L'ÉPINEUSE QUESTION DE LA PLURIACTIVITÉ

Dès lors qu'un travailleur est appelé à travailler de manière habituelle dans plus d'un État au cours d'une durée de 12 mois, soit simultanément, soit en alternance, sa situation au regard de la sécurité sociale ne relève plus des dispositions relatives au détachement. La pluriactivité est, en effet, encadrée par l'article 13 du règlement 883/2004, qui peut paraître beaucoup plus souple que le dispositif visant le détachement.

La législation européenne ne prévoit en effet :

- aucune limite de durée, contre 24 mois pour le détachement ;

- aucune condition relative au statut de l'employeur. Celui-ci n'est, ainsi, pas tenu d'avoir une activité substantielle dans l'État de résidence ;

- aucune définition précise de la pluriactivité, permettant de la distinguer réellement de celle de détachements successifs ou d'activités donnant lieu à soumission à la sécurité sociale de l'État d'activité.

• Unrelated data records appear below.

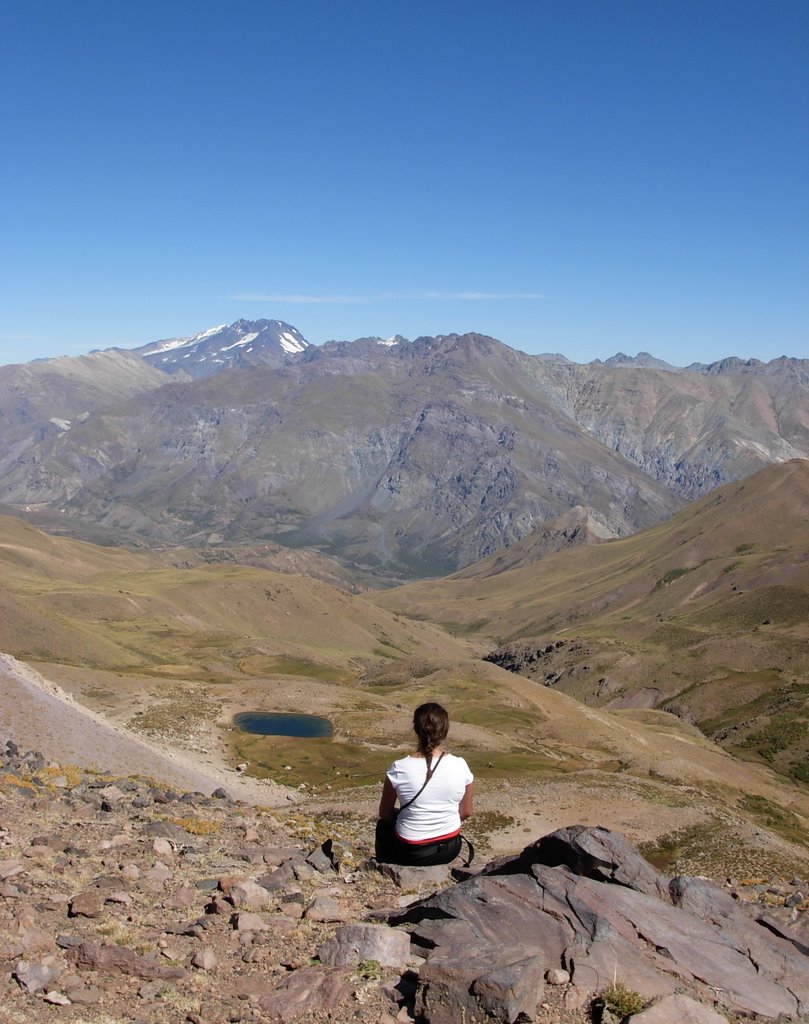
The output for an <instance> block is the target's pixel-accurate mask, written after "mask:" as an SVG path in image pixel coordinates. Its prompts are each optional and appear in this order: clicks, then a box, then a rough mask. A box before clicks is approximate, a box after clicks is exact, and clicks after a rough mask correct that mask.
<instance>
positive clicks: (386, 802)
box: [379, 775, 396, 821]
mask: <svg viewBox="0 0 809 1024" xmlns="http://www.w3.org/2000/svg"><path fill="white" fill-rule="evenodd" d="M395 806H396V791H395V790H394V788H393V783H392V782H391V781H390V779H389V778H388V777H387V775H386V776H385V784H384V785H383V786H382V796H381V797H380V800H379V817H380V818H382V820H383V821H390V820H391V819H392V817H393V808H394V807H395Z"/></svg>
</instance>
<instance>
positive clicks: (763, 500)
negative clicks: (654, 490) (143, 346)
mask: <svg viewBox="0 0 809 1024" xmlns="http://www.w3.org/2000/svg"><path fill="white" fill-rule="evenodd" d="M529 543H530V542H529V540H528V541H526V542H523V544H524V545H525V546H527V545H529ZM512 559H513V560H514V561H515V562H518V567H516V568H513V569H509V570H506V571H502V572H497V571H496V561H497V556H495V557H493V558H492V559H487V560H485V561H483V562H480V563H478V564H477V565H476V566H470V567H469V568H468V569H466V570H464V571H463V572H460V573H457V574H456V575H454V577H450V578H448V579H445V580H442V581H438V582H432V583H420V584H413V585H410V586H408V587H403V588H399V589H397V590H394V591H389V592H387V593H385V594H381V595H379V596H378V597H377V598H376V600H377V601H378V603H379V604H380V605H381V606H383V607H385V608H387V609H389V610H396V611H399V612H402V613H406V614H413V615H417V616H422V615H424V611H425V609H429V617H430V618H432V620H434V621H436V622H440V623H443V624H444V625H445V626H446V627H448V628H449V629H450V630H451V631H452V632H454V633H456V634H458V635H463V636H464V637H467V638H470V639H474V640H475V641H478V642H479V643H480V644H481V646H484V645H485V646H487V647H488V648H489V649H491V648H492V647H500V648H502V649H501V651H500V654H501V655H502V657H501V664H510V665H511V666H513V667H516V668H518V669H519V670H520V671H522V672H524V673H525V674H526V675H529V676H530V677H531V678H535V679H536V680H537V681H538V682H540V683H544V684H546V685H551V686H553V687H554V688H556V689H560V690H562V691H563V692H566V693H568V694H570V695H572V696H576V697H578V698H579V699H582V700H585V701H587V702H588V703H591V705H596V706H601V707H605V708H611V709H619V708H650V707H655V708H662V709H665V710H669V711H673V712H675V713H677V714H680V715H681V716H683V717H684V718H685V719H686V720H689V721H692V722H694V723H696V724H697V725H698V726H699V728H700V729H702V730H704V731H705V732H706V733H707V734H709V735H711V736H715V737H716V738H717V739H719V741H720V742H722V743H723V744H724V745H725V746H726V748H727V749H729V750H732V751H733V752H734V753H736V754H739V755H740V756H742V757H746V758H750V757H753V758H759V759H763V760H765V761H767V762H769V763H771V764H773V765H774V766H775V767H777V768H778V769H779V770H781V771H784V772H787V773H791V774H792V775H793V776H795V777H796V778H799V779H802V780H804V781H809V772H808V771H807V769H806V765H807V763H809V760H808V758H809V678H808V677H809V462H806V461H793V462H790V463H786V464H782V465H778V466H772V467H768V468H767V469H765V470H762V471H761V472H760V473H758V474H757V475H756V476H754V477H751V478H749V479H747V480H743V481H740V482H738V483H734V484H729V485H727V486H725V487H723V488H720V489H719V490H717V492H714V493H713V494H711V495H709V496H707V497H706V498H705V499H702V500H700V501H698V502H695V503H694V504H693V505H691V506H689V507H688V508H686V509H684V510H683V511H682V512H680V513H678V514H677V515H676V516H674V517H673V518H672V519H671V520H669V521H668V522H666V523H663V524H662V525H659V526H655V527H653V528H651V529H648V530H645V531H643V532H642V534H638V535H635V536H633V537H631V538H627V539H625V540H621V541H612V542H608V543H603V544H600V545H598V546H597V547H587V548H579V549H574V550H568V551H564V552H560V553H558V554H555V555H552V556H550V557H548V558H545V559H543V560H540V561H521V560H520V558H519V553H518V552H516V553H513V554H512ZM493 571H494V574H493Z"/></svg>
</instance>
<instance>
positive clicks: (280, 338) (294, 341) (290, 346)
mask: <svg viewBox="0 0 809 1024" xmlns="http://www.w3.org/2000/svg"><path fill="white" fill-rule="evenodd" d="M279 341H280V342H281V347H282V348H283V349H284V351H285V352H302V351H303V350H304V348H306V347H307V346H306V342H305V341H303V339H301V338H296V337H295V335H294V334H290V332H289V331H284V332H283V333H282V334H281V335H280V337H279Z"/></svg>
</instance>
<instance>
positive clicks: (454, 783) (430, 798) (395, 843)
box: [376, 703, 473, 867]
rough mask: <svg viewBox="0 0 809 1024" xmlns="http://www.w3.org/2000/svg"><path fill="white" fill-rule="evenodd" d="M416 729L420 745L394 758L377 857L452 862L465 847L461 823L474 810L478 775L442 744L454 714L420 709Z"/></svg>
mask: <svg viewBox="0 0 809 1024" xmlns="http://www.w3.org/2000/svg"><path fill="white" fill-rule="evenodd" d="M413 728H414V729H415V731H416V737H417V740H418V750H416V752H415V753H413V754H411V755H409V756H408V757H405V758H399V760H398V761H394V762H393V764H392V765H391V766H390V768H389V769H388V772H387V775H386V776H385V784H384V786H383V790H382V799H381V800H380V802H379V818H380V820H379V822H378V823H377V844H376V857H377V860H379V861H382V862H383V863H389V864H412V865H419V866H423V867H426V866H428V865H430V864H446V863H449V862H450V861H451V860H454V859H455V858H456V857H457V856H458V854H459V853H460V851H461V822H462V821H464V820H465V819H466V818H468V817H469V815H470V814H471V813H472V786H473V776H472V773H471V772H470V771H469V766H468V765H467V763H466V761H465V760H464V759H463V758H459V757H456V756H455V755H454V754H448V753H446V752H444V751H443V749H442V746H441V743H442V742H443V741H444V739H446V734H448V732H449V731H450V716H449V715H448V714H446V712H445V710H444V709H443V708H442V707H441V706H440V705H438V703H424V705H421V707H419V708H417V709H416V711H415V713H414V716H413ZM396 801H398V804H399V808H398V811H397V810H396V806H395V805H396Z"/></svg>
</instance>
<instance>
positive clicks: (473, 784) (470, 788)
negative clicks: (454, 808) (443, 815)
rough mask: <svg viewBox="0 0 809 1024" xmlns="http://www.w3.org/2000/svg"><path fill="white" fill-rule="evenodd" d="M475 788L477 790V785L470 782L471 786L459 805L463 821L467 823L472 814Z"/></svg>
mask: <svg viewBox="0 0 809 1024" xmlns="http://www.w3.org/2000/svg"><path fill="white" fill-rule="evenodd" d="M474 788H475V783H474V782H470V783H469V785H468V786H467V787H466V790H465V791H464V795H463V797H462V799H461V803H460V804H459V805H458V810H459V812H460V814H461V820H462V821H466V819H467V818H468V817H469V815H470V814H471V813H472V797H473V796H474Z"/></svg>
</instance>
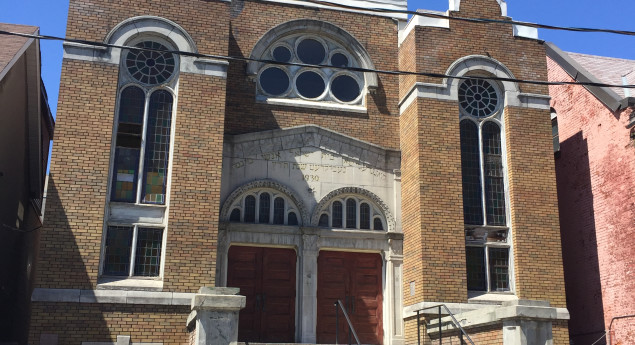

Ces règles, ou plutôt cette absence de règle, favorisent le choix d'une législation de sécurité sociale moins coûteuse que dans l'État d'activité. Il n'est pas étonnant, dans ces conditions, de constater une croissance importante du nombre de travailleurs « pluriactifs » en France : 620 185 formulaires attestant de la législation applicable (A1) pour « pluriactivité » ont ainsi été émis en 2016 contre 168 279 en 2010, soit un taux de croissance annuelle de 24 %. Le nombre de travailleurs concernés serait même supérieur, faute d'obligation de déclaration. On observe même un déport du statut de travailleur détaché vers celui de travailleur pluriactif. La proportion de formulaires européens A1 délivrés en cas de « pluriactivité » par rapport au nombre total de formulaires émis croît - 27 % en 2016 contre 13 % en 2010 - alors que la proportion de « détachements » dans un seul État membre décroît (71 % en 2016 contre 83 % en 2010). Il convient, en outre, d'observer que les formulaires pour « pluriactivité » sont délivrés pour des périodes trois fois plus longues qu'en cas de détachement dans un seul État.

La « pluriactivité » recouvre des situations très variées : des activités salariées et/ou non salariées, des activités très mobiles mais aussi des situations très proches de celles du détachement dans un seul État membre : il s'agit des détachements successifs d'une personne dans deux États au moins sur 12 mois.

Un renforcement des règles relatives au détachement dans un seul État ne pourra que favoriser un recours accru à la « pluriactivité » au cours des prochaines années, si rien n'est fait pour un renforcement similaire du cadre juridique de la « pluriactivité ».

Dans le cadre de la révision des règlements de coordination des régimes de sécurité sociale, les autorités françaises ont formulé des propositions en vue de renforcer le cadre juridique. Le renforcement des dispositions en matière de détachement pourrait, en effet, induire un recours encore plus accru au statut de travailleur pluriactif. Le Gouvernement a ainsi proposé la limitation de la durée de validité du formulaire en cas de pluriactivité à 2 ans, l'application de la législation de l'État du siège de l'employeur à l'exercice d'une activité substantielle dans celui-ci et, à défaut, l'application de la législation de l'État où le salarié exerce son activité de manière prépondérante. Il entend également revenir sur la primauté systématique du régime de sécurité sociale de l'État de l'activité salariée en cas d'exercice simultané d'une activité non salariée. Des pratiques artificielles d'optimisation sociale ont, en effet, été observées en la matière.

Pour l'heure, seule l'introduction d'une condition d'activité substantielle de l'employeur dans l'État a pu être abordée au Conseil. L'opposition d'un certain nombre d'États a néanmoins conduit au retrait de cette mesure.


* 35 Passer de la défiance à la confiance : pour une commande publique plus favorable aux PME. Rapport d'information n°82 (2015-2016) de M. Martial Bourquin au nom de la mission commune d'information sur la commande publique du Sénat, présidée par M. Philippe Bonnecarrère.